Os mansos possuirão a terra. Possuir-se-ão a si próprios, porque não serão


escravos das suas impaciências e do seu carácter iracundo; possuirão a Deus,
porque a sua alma estará sempre inclinada à oração, num clima de contínua
presença de Deus; possuirão os que os rodeiam, porque só um coração manso
e humilde conquista a amizade e o carinho dos outros. Na nossa passagem
pelo mundo, temos que espalhar o bom aroma de Cristo13: o nosso sorriso
habitual, uma calma serena, bom-humor e alegria, caridade e compreensão.

Examinemos qual a nossa disposição para o sacrifício, necessário para


tornar agradável a vida aos outros; se somos capazes de renunciar aos nossos
juízos, sem pretender ter sempre razão; se sabemos reprimir o mau génio e
passar por alto os atritos que surgem no convívio diário.

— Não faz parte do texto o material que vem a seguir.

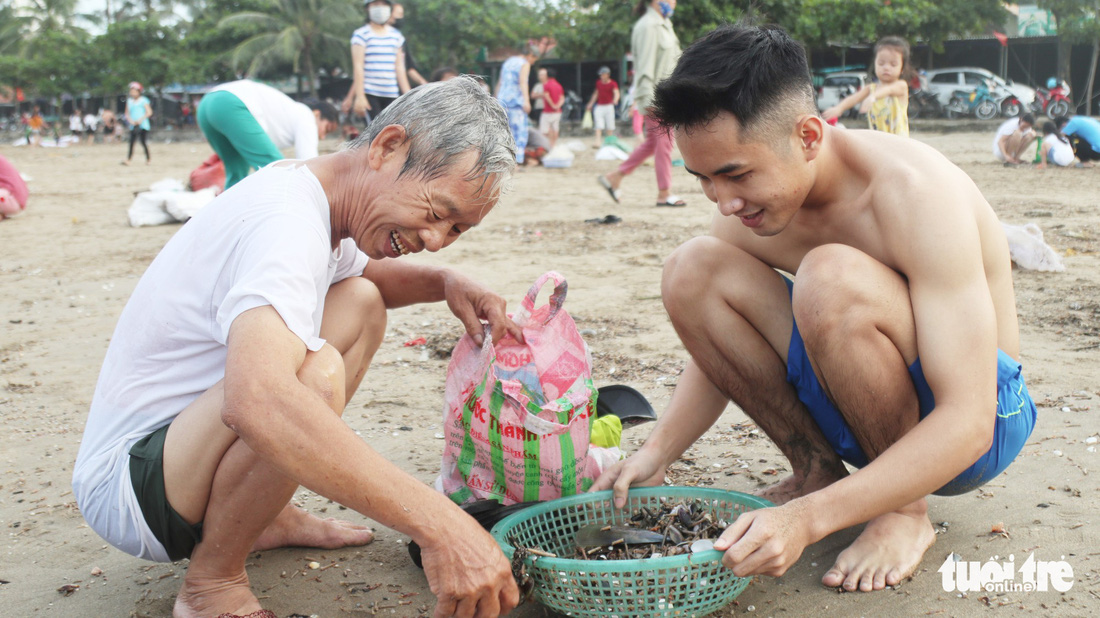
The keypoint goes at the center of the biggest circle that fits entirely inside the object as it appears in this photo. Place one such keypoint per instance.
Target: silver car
(944, 81)
(836, 86)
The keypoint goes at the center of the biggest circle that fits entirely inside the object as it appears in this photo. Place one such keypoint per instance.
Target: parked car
(945, 81)
(837, 86)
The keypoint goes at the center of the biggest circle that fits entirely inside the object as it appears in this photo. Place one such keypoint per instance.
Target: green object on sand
(606, 431)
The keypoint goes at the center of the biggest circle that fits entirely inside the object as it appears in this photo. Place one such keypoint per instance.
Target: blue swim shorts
(1015, 415)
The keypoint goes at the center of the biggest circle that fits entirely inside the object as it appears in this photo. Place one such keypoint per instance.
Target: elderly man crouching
(224, 381)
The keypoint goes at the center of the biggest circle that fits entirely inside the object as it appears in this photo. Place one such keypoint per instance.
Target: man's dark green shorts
(146, 473)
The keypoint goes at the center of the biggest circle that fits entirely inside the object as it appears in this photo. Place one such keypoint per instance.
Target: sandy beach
(68, 264)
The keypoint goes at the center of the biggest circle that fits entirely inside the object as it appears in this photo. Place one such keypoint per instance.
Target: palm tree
(295, 31)
(11, 31)
(53, 15)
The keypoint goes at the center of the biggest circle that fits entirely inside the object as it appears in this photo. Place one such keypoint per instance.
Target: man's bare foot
(888, 551)
(796, 485)
(202, 597)
(295, 528)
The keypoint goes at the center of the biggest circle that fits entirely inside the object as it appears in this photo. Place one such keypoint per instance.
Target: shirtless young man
(902, 289)
(224, 382)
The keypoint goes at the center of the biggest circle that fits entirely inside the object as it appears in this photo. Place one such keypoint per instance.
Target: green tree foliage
(207, 50)
(299, 32)
(452, 32)
(594, 29)
(161, 42)
(12, 26)
(135, 51)
(822, 22)
(1078, 22)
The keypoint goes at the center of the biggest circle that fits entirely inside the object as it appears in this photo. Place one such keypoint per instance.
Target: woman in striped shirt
(377, 62)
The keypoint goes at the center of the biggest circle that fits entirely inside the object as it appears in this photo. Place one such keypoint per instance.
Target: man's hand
(468, 573)
(766, 541)
(644, 468)
(471, 302)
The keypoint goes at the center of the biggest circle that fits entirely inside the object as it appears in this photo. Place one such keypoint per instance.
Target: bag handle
(557, 298)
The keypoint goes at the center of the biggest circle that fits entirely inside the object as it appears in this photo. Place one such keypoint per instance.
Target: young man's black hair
(757, 74)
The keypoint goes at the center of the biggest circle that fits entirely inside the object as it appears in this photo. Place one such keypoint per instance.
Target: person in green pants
(248, 124)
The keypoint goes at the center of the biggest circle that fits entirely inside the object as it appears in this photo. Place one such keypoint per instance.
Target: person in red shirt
(605, 97)
(554, 97)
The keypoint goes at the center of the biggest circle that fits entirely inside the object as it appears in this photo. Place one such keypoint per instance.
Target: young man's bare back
(894, 348)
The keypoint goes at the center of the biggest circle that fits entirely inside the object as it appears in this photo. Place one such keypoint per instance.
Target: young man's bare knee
(323, 373)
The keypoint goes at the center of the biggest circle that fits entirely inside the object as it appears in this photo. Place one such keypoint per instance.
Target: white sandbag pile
(167, 201)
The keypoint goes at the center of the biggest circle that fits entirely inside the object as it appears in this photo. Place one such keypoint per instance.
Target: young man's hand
(766, 541)
(468, 573)
(471, 302)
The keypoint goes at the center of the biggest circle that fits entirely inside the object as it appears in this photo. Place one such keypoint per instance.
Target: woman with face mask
(656, 48)
(377, 62)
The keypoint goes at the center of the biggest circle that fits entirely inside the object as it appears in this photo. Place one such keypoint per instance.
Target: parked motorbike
(1053, 100)
(924, 103)
(1008, 102)
(980, 102)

O tempo do Advento é uma boa ocasião para reforçarmos esta atitude do


coração. Chegaremos a consegui-lo se procurarmos com mais frequência
Jesus, Maria e José; se soubermos aproximar-nos do Sacrário para conversar
com o Senhor sobre os assuntos que mais nos preocupam ou nos contrariam.

(1) Cfr. Is 40, 25-31; (2) Sl 102, 1-2, 8, 10; (3) Sl 102, 8; (4) Is 40, 31; (5) Mt 11, 28-30; (6)
Concílio Vaticano II, Declaração Dignitatis humanae, 11; (7) S. Josemaría Escrivá, Caminho, n.
2; (8) Cassiano, Constituições, 8; (9) Francisco de Osuna, Terceiro abecedário espiritual, III, 4;
(10) cfr. Jo 2, 13-17; (11) Mt 21, 14; (12) Salvador Canals, Reflexões espirituais, 3ª ed.,
Quadrante, São Paulo, 1988, pág. 55; (13) cfr. 2 Cor 2, 15.